設置的 scheduler 會向 extender 服務發起 http 請求，其中將 ExtenderArgs 序列化作爲 body，主要是需要調度的 pod 的信息，以及調度的節點列表。

// ExtenderArgs represents the arguments needed by the extender to filter/prioritize
// nodes for a pod.
type ExtenderArgs struct {
	// Pod being scheduled
	Pod *v1.Pod
	// List of candidate nodes where the pod can be scheduled; to be populated
	// only if ExtenderConfig.NodeCacheCapable == false
	Nodes *v1.NodeList
	// List of candidate node names where the pod can be scheduled; to be
	// populated only if ExtenderConfig.NodeCacheCapable == true
	NodeNames *[]string
}

1.1.1 讀取 http body

如果使用 github.com/emicklei/go-restful 包比較簡單，直接使用 ReadEntity 讀取到 ExtenderArgs 變量即可

func predicates(r *restful.Request, w *restful.Response) {
	var extenderArgs schedulerapi.ExtenderArgs

	if err := r.ReadEntity(&extenderArgs); err != nil {
		logrus.Errorf("predicate read entity error: %v", err)
		w.WriteErrorString(http.StatusInternalServerError, err.Error())
		return
	}

1.1.2 定義自己的 filter 規則

輪詢所有 node 節點，使用自定義的過略規則，比如 CPU 內存存儲等指標，通過的加入到 canSchedule，未通的加入到 canNotSchedule，返回結果在 ExtenderFilterResult。
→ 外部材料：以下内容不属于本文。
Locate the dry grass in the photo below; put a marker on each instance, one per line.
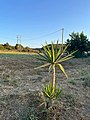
(20, 85)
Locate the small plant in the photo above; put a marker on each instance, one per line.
(86, 82)
(73, 82)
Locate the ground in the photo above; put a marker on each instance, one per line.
(20, 86)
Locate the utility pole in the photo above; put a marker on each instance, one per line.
(19, 42)
(17, 39)
(62, 37)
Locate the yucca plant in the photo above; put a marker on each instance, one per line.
(51, 93)
(54, 56)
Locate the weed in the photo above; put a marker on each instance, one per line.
(86, 82)
(73, 82)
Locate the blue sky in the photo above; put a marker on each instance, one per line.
(31, 19)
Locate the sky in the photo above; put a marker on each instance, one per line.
(37, 21)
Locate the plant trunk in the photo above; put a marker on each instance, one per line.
(53, 77)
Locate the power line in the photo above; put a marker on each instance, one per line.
(45, 35)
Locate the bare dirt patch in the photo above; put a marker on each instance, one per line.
(20, 85)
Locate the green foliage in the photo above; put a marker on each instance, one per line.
(86, 82)
(50, 92)
(78, 42)
(53, 57)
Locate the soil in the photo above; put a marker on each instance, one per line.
(21, 86)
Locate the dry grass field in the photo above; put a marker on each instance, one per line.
(20, 86)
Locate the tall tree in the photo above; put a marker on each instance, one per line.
(78, 41)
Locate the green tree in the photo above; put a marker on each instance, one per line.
(78, 42)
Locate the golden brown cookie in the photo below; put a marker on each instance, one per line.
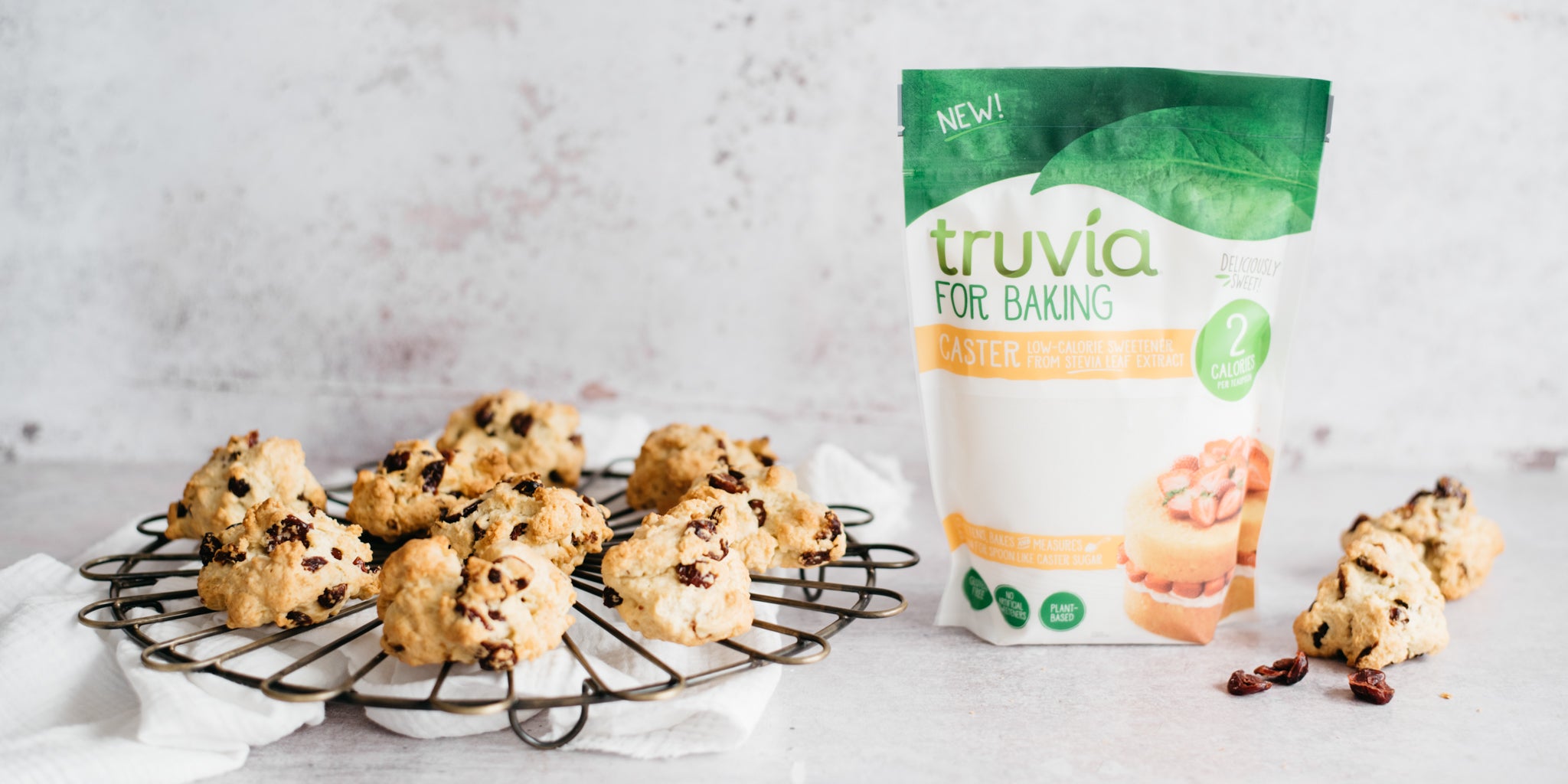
(284, 567)
(676, 456)
(414, 486)
(678, 579)
(240, 475)
(1452, 538)
(1379, 607)
(531, 436)
(501, 606)
(557, 523)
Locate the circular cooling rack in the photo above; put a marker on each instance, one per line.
(134, 585)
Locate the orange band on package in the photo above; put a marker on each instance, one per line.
(1035, 552)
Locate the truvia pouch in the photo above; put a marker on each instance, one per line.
(1104, 267)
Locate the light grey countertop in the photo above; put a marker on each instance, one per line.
(910, 701)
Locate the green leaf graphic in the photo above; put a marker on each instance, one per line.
(1230, 173)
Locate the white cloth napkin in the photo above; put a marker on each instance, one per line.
(80, 706)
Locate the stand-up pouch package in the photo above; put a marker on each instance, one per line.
(1104, 269)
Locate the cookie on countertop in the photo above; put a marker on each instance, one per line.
(1377, 609)
(678, 579)
(792, 529)
(1452, 538)
(414, 486)
(532, 436)
(557, 523)
(284, 567)
(501, 606)
(675, 456)
(240, 475)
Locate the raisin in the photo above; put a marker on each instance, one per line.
(521, 423)
(430, 475)
(1243, 684)
(1285, 671)
(704, 528)
(727, 482)
(691, 574)
(1370, 686)
(332, 596)
(1451, 488)
(227, 557)
(498, 656)
(835, 528)
(209, 547)
(474, 615)
(1318, 635)
(289, 529)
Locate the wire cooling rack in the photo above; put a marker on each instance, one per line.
(127, 577)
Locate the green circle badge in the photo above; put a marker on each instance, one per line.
(1062, 610)
(1015, 609)
(1231, 348)
(977, 592)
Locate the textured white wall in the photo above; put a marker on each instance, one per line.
(338, 220)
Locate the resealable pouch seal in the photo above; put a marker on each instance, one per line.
(1102, 273)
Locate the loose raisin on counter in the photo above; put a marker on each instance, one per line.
(1285, 671)
(1243, 684)
(1370, 686)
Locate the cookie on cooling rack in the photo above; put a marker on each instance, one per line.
(531, 436)
(284, 567)
(240, 475)
(678, 579)
(792, 529)
(557, 523)
(1452, 538)
(675, 456)
(501, 606)
(414, 486)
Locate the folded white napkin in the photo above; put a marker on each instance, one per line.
(79, 704)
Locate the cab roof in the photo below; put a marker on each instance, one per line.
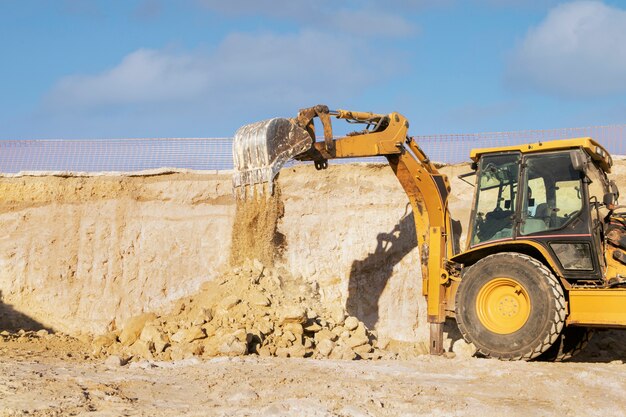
(600, 155)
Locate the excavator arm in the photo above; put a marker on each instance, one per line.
(262, 148)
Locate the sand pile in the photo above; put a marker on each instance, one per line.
(255, 229)
(250, 310)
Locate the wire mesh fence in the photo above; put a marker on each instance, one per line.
(130, 155)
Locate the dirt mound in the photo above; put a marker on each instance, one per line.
(250, 310)
(255, 229)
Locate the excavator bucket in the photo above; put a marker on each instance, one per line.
(261, 149)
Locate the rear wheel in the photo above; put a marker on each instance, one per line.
(510, 306)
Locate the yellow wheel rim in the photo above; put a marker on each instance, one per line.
(503, 305)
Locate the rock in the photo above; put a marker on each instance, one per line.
(257, 298)
(133, 328)
(295, 328)
(235, 348)
(188, 335)
(337, 314)
(343, 352)
(142, 349)
(114, 361)
(313, 327)
(296, 351)
(229, 302)
(325, 334)
(351, 323)
(154, 335)
(362, 350)
(289, 336)
(292, 314)
(265, 326)
(282, 352)
(104, 341)
(258, 266)
(325, 347)
(42, 333)
(464, 349)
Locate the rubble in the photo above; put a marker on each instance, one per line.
(251, 310)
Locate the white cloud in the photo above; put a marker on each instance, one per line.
(247, 75)
(363, 18)
(579, 50)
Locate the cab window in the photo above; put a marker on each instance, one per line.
(553, 195)
(496, 196)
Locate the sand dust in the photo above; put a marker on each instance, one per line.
(255, 229)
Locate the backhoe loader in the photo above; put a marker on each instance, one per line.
(537, 272)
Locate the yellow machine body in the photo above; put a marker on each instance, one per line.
(589, 302)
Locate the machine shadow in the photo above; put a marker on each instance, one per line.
(369, 276)
(605, 346)
(12, 320)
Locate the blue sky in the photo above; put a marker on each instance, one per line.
(202, 68)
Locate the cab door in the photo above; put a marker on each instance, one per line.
(555, 212)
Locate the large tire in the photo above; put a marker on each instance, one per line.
(569, 343)
(510, 306)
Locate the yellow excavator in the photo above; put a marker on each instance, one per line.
(538, 271)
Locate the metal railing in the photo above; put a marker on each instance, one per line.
(128, 155)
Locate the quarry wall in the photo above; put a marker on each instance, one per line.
(81, 254)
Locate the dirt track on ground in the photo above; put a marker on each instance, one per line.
(85, 254)
(48, 379)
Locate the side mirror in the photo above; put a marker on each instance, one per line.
(609, 200)
(614, 189)
(579, 162)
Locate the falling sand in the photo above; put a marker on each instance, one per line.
(255, 234)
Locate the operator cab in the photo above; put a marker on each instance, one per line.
(552, 194)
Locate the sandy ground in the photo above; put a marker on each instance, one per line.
(51, 375)
(54, 376)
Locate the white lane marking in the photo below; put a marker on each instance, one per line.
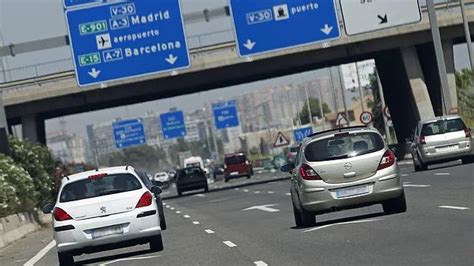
(209, 231)
(454, 207)
(229, 244)
(442, 173)
(129, 259)
(350, 222)
(40, 254)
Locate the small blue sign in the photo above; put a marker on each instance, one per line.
(270, 25)
(301, 133)
(77, 3)
(172, 125)
(126, 39)
(129, 133)
(225, 114)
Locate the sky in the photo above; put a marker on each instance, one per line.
(27, 20)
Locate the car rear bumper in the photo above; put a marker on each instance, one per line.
(135, 231)
(324, 198)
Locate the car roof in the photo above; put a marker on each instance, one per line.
(107, 170)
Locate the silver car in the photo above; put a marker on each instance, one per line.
(342, 169)
(439, 140)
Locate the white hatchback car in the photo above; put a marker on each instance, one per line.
(105, 209)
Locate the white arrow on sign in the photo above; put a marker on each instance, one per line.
(94, 73)
(265, 208)
(249, 44)
(171, 59)
(327, 29)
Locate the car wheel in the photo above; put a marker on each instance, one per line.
(65, 258)
(156, 243)
(396, 205)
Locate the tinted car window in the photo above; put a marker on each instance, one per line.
(343, 146)
(91, 188)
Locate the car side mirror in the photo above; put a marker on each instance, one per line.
(48, 208)
(156, 190)
(287, 168)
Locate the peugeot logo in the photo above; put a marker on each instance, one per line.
(348, 166)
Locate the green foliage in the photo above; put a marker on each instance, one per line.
(17, 192)
(38, 161)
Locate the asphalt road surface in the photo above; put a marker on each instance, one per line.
(253, 225)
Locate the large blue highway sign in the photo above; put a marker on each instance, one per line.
(129, 133)
(301, 133)
(127, 39)
(264, 26)
(172, 125)
(225, 114)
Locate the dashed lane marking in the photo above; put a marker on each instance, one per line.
(229, 244)
(454, 207)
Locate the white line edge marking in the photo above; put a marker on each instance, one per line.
(229, 244)
(454, 207)
(40, 254)
(350, 222)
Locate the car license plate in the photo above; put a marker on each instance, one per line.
(112, 230)
(352, 191)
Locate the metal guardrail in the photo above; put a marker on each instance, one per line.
(195, 41)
predicateHandler 可以根據情況二定義，比如 CPU，內存存儲等等指標

func handleFilter(args schedulerapi.ExtenderArgs) *schedulerapi.ExtenderFilterResult {
	pod := args.Pod
	canSchedule := make([]v1.Node, 0, len(args.Nodes.Items))
	canNotSchedule := make(map[string]string)

	for _, node := range args.Nodes.Items {
		result, err := predicateHandler(*pod, node)
		if err != nil {
			canNotSchedule[node.Name] = err.Error()
		} else if result {
			canSchedule = append(canSchedule, node)
		}
	}
	return &schedulerapi.ExtenderFilterResult{
		Nodes: &v1.NodeList{
			Items: canSchedule,
		},
		FailedNodes: canNotSchedule,
		Error:       "",
	}
}

1.2 http response body 結構 ExtenderFilterResult

使用 ExtenderFilterResult 作爲結構告知 scheduler 哪些 node 可以調度，哪些是不可以調度節點

// ExtenderFilterResult represents the results of a filter call to an extender
type ExtenderFilterResult struct {
	// Filtered set of nodes where the pod can be scheduled; to be populated
	// only if ExtenderConfig.NodeCacheCapable == false
	Nodes *v1.NodeList
	// Filtered set of nodes where the pod can be scheduled; to be populated
	// only if ExtenderConfig.NodeCacheCapable == true
	NodeNames *[]string
	// Filtered out nodes where the pod can't be scheduled and the failure messages
	FailedNodes FailedNodesMap
	// Error message indicating failure
	Error string
}

2. How the scheduler extender works

2.1 extender scheduler policy 配置文件樣例 policy.yaml

urlPrefix 是向 scheduler 註冊需要回調服務地址前綴
enableHttps 是否 https 服務
nodeCacheCapable ：如果設置 NodeCache，那調度器只會傳給 nodenames 列表。如果沒有開啓調度器會把所有 nodeinfo 完整結構都傳遞過來。

{
  "kind" : "Policy",
  "apiVersion" : "v1",
  "predicates" : [
  {"name" : "PodFitsHostPorts"},
  {"name" : "PodFitsResources"},
  {"name" : "NoDiskConflict"},
  {"name" : "MatchNodeSelector"},
  {"name" : "HostName"}
  ],
  "priorities" : [
  {"name" : "LeastRequestedPriority", "weight" : 1},
  {"name" : "BalancedResourceAllocation", "weight" : 1},
  {"name" : "ServiceSpreadingPriority", "weight" : 1},
  {"name" : "EqualPriority", "weight" : 1}
  ],
  "extenders" : [{
                   "urlPrefix": "http://localhost:8880",
                   "filterVerb": "predicates",
                   "prioritizeVerb": "priorities",
                   "preemptVerb": "preemption",
                   "bindVerb": "",
                   "weight": 1,
                   "enableHttps": false,
                   "nodeCacheCapable": false
                 }],
  "hardPodAffinitySymmetricWeight" : 10
}

2.2 定義的 KubeSchedulerConfiguration

設置調度器，以及調度算法的配置 policy 文件，使用上文的 2.1 policy.yaml 文件，下文 schedulerConfig.yaml

kube-scheduler 啓動時可以通過 --config=schedulerConfig.yaml 參數可以指定調度策略文件，用戶可以根據需要組裝Predicates 和 Priority函數。選擇不同的過濾函數和優先級函數、控制優先級函數的權重、調整過濾函數的順序都會影響調度過程。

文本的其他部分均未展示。